From 1976 to 1988, only aggregated data were available on the total number of patients per year. These data included case-reporting date, number of vaccinated (at least three vaccinations) and unvaccinated or incompletely vaccinated patients, and number of patients with unknown vaccination status, with age at the time of report, by age-group (<1, 1-4, 5-9, and > 10 years). From 1989 to 1992, the age (in years) and date of reporting were available for individual patients, while the aggregated data on vaccination status were similar to those of 1976 to 1988. Since 1993, the date of onset of symptoms, date of birth, age in years at the time of reporting, vaccination status, method of laboratory diagnosis, and contact with a person with laboratory-confirmed pertussis were included in the database. The method of laboratory diagnosis was differentiated as "microbiologic" (positive culture or PCR), "serologic," "epidemiologic" (i.e., contact with a patient with laboratory-confirmed pertussis), and "unknown."
The case distribution from 1976 to 1988 could only be assessed by date of reporting. From 1989 to 1992, the date of onset of symptoms was estimated by finding the median duration between date of first symptoms and date of reporting (1993 to 1994). This median duration (81 days) was then subtracted from the reporting date of the case at hand. The distribution of cases in 1989 to 1992 was based on this estimate, and age distribution was based on age at the time of reporting. For 1993 to September 1998, the distribution of cases was based on the date of first symptoms available in the database, and the age distribution was based on age at onset of symptoms.

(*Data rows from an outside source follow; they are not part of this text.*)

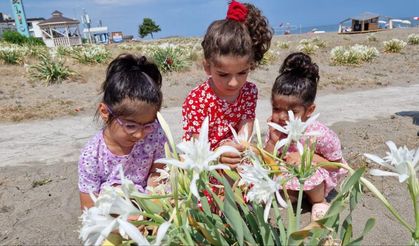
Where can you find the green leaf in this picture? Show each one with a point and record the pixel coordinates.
(353, 179)
(368, 226)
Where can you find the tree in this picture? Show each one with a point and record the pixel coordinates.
(148, 27)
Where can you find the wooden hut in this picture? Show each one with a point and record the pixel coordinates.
(365, 22)
(60, 31)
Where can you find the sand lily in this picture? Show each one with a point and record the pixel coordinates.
(98, 224)
(295, 131)
(263, 187)
(397, 160)
(198, 157)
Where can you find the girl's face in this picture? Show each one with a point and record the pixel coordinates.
(229, 74)
(124, 131)
(282, 104)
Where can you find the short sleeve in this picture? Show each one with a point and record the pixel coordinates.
(89, 178)
(159, 145)
(192, 115)
(250, 96)
(329, 146)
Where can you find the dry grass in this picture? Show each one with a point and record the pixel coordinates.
(20, 97)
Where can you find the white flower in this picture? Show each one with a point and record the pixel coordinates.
(197, 156)
(98, 224)
(243, 136)
(264, 188)
(397, 160)
(295, 130)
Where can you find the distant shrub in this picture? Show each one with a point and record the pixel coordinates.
(90, 54)
(283, 45)
(14, 37)
(307, 47)
(170, 58)
(413, 39)
(13, 53)
(319, 42)
(50, 70)
(268, 58)
(394, 45)
(354, 55)
(17, 38)
(372, 38)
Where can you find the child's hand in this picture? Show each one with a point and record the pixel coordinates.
(230, 158)
(293, 158)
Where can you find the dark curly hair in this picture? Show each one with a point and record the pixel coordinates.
(298, 76)
(230, 37)
(131, 77)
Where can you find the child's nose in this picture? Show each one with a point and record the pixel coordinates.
(233, 82)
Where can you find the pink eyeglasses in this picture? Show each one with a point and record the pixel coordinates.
(133, 127)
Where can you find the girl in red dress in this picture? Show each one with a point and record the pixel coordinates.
(232, 47)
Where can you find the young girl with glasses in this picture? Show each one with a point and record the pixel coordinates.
(131, 137)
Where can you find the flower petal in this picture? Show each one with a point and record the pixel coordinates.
(266, 211)
(278, 127)
(378, 172)
(280, 200)
(161, 232)
(132, 232)
(374, 158)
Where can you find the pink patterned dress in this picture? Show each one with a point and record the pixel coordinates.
(328, 146)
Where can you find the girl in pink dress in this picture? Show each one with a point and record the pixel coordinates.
(295, 89)
(232, 48)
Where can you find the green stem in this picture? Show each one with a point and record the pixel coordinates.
(379, 195)
(299, 202)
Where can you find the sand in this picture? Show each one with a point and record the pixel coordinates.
(38, 155)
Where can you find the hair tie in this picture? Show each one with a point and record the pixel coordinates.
(237, 11)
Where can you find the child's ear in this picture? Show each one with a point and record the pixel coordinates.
(207, 67)
(310, 110)
(104, 112)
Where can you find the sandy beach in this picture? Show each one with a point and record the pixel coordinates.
(43, 128)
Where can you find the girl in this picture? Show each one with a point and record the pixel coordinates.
(232, 47)
(132, 137)
(295, 89)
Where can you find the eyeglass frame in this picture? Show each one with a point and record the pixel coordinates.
(149, 127)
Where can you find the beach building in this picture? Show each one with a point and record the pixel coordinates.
(365, 22)
(60, 31)
(8, 23)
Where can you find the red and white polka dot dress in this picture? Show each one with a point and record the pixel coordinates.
(202, 102)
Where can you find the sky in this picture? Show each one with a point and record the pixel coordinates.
(192, 17)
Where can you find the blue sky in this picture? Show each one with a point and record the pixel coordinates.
(192, 17)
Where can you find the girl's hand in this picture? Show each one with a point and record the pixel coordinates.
(293, 158)
(231, 159)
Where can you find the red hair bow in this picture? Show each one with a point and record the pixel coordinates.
(237, 11)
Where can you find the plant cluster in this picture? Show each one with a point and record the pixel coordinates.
(394, 45)
(90, 54)
(413, 39)
(243, 207)
(13, 53)
(50, 70)
(17, 38)
(353, 55)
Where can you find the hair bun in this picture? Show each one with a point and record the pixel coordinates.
(300, 64)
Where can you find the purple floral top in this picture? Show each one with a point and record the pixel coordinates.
(99, 167)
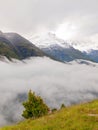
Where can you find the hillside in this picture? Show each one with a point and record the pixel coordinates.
(12, 45)
(77, 117)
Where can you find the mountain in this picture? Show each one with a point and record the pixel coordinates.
(12, 45)
(76, 117)
(58, 48)
(89, 48)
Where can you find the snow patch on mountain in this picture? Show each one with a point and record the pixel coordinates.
(49, 39)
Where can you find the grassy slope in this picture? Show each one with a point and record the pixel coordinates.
(79, 117)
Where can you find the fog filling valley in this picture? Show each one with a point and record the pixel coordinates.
(55, 82)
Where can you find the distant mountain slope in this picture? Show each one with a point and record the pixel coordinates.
(88, 48)
(13, 45)
(77, 117)
(59, 49)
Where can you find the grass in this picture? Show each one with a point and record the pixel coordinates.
(78, 117)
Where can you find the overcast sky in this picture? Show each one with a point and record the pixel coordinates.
(68, 18)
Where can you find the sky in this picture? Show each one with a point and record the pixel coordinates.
(69, 19)
(55, 82)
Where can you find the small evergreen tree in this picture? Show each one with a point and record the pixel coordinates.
(34, 106)
(62, 106)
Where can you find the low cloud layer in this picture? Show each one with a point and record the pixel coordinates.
(55, 82)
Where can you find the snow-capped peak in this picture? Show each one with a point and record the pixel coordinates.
(48, 39)
(86, 46)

Hospitalizations and Deaths
The number of hospitalizations with pertussis as the main diagnosis (ICD-9-CM 033) in 1976 to 1997 was obtained from the registry of the Foundation Information Center for Health Care. For 1989 to 1997, data were available by age-group (<1, 1-4, 5-9, 10-14, 15-19, 20 years).
The number of deaths (by age, in 5-year increments) caused by pertussis in 1976 to 1997 was obtained from the Central Bureau of Statistics.
Data on pertussis serology were obtained from the National Institute of Public Health and the Environment, the only laboratory in the Netherlands that performed serologic tests for suspected-pertussis patients from 1982 through January l, 1998. Other laboratories have performed an estimated 10% to 15% of serologic tests since 1998.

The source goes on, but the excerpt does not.